Research an Invention BEFORE Writing a Patent
I was the bad guy today. I had to be the bearer of some bad news.
A man contacted me with an idea he wanted to patent. Let’s call him Jim. JIM was plenty excited about his idea. Jim was so excited in fact, that he actually had dreams at night of his idea’s success, and he’d already paid a lawyer to write and file a provisional application. Jim came to us to produce good technical drawings needed for the non-provisional application his lawyer was currently preparing.
His idea was good. It was seemingly novel and useful in a market full of money right now; it was potentially very lucrative. Out of curiosity more so than due diligence, I typed his idea into The Google. Well what do you know: this light bulb had been lit before. I found one patent for a similar invention from 1855, and I found another nearly identical invention patented 1993: still active.
This information took me less than 2 minutes to find.
I felt bad for Jim. He had put weeks of effort and I don’t know how much money into this idea only for me to say “Simpson’s did it” (of course with more tact). The money Jim spent with the patent lawyer had been wasted; his invention was not patentable. This could have been prevented with 5 minutes of internet searching; or a more honest lawyer (don’t laugh!).
If you have a great idea and want to develop it, before you spend the time and money on a patent just take an hour of your time and make sure it is as unique as you think it is. There are plenty of resources to help your search. Here are a few:
- Search the patent database directly at the USPTO.gov website.
- Use a free website patent search like freepatentsonline.com or google patents.

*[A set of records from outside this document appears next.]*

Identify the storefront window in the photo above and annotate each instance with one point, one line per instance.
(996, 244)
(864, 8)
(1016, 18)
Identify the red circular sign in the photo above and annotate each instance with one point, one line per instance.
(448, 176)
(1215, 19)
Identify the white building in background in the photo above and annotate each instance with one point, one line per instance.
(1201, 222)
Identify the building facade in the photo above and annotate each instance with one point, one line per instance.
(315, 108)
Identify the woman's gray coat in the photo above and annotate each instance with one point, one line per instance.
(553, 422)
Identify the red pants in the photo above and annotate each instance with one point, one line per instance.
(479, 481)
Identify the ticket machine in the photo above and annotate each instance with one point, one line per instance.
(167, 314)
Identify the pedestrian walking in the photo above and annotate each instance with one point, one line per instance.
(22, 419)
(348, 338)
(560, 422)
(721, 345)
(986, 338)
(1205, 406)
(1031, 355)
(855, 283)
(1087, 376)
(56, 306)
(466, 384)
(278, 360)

- Type the idea into any internet search engine like Yahoo or The Almighty Goog.
- Or just go to your local library and ask a librarian to search for you.
You can also pay for a lawyer or patent search service to find conflicting prior art. But before spending any money, just sit down with the internet for an hour- it could save you a great deal of time and money. Don’t repeat Jim’s mistake.
Happy inventing, and good luck with your idea!